R.I.P. VHS Tapes
Posted December 22nd, 2008 at 3:34 PM by Donna MartinezBoy, does this make me feel old. I still remember Betamax. From the LA Times:
Pop culture is finally hitting the eject button on the VHS tape, the once-ubiquitous home-video format that will finish this month as a creaky ghost of Christmas past.
After three decades of steady if unspectacular service, the spinning wheels of the home-entertainment stalwart are slowing to a halt at retail outlets. On a crisp Friday morning in October, the final truckload of VHS tapes rolled out of a Palm Harbor, Fla., warehouse run by Ryan J. Kugler, the last major supplier of the tapes.
“It’s dead, this is it, this is the last Christmas, without a doubt,” said Kugler, 34, a Burbank businessman. “I was the last one buying VHS and the last one selling it, and I’m done. Anything left in warehouse we’ll just give away or throw away.”


December 22nd, 2008 at 5:15 pm
I disconnected my 8-year-old Super-VHS VCR from my home theatre recently… got it ready to box up and just give to someone who needs a VCR to replace one that’s died. I hadn’t played a tape in the thing in over 6 years and I have no tapes anywhere that I know of.
December 22nd, 2008 at 6:04 pm
I still use my VCR routinely, in part because I don’t feel like converting all my old stuff to DVDs. Too much trouble, too little gain.
December 22nd, 2008 at 7:32 pm
Hulu
Netflix
YouTube
If you cannot find it on there, you do not need to watch it. Hulu in particular is a time sink. Now for The Phantom From 10,000 Leagues.

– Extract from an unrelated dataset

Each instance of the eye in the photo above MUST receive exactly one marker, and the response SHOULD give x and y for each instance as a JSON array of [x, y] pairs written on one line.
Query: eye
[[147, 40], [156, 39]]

December 23rd, 2008 at 9:46 am
Now look here, Taylor. If I want to watch my MST3K episodes with the original commercials — it’s just not the same experience without them — my vast collection of VHS and, yes, even Betamax tapes are required.
I don’t understand the kids today, with their fax machines and Hulu hoops.
December 23rd, 2008 at 10:07 am
John, I think you need to take a look at this:
http://www.amazon.com/JVC-DRMV100B-Upconverting-Recorder-Built/dp/B0015IL57I/ref=pd_bbs_sr_1?ie=UTF8&s=electronics&qid=1230042205&sr=8-1
A JVC combination VHS and DVD which I believe will not only let you play back your TVs, but also let you burn them to DVD so that when your tapes wear out, you will still have DVDs of the original recordings.
December 23rd, 2008 at 2:00 pm
When my VCR died I actually fretted but aside from the two Metallica and Black Sabbath guitar instruction tapes I gave to my brother-in-law to turn into DVDs — he’s a HS teacher and has a ton of edu stuff on tape he is cycling to DVD — I haven’t missed a beat. Or tritone.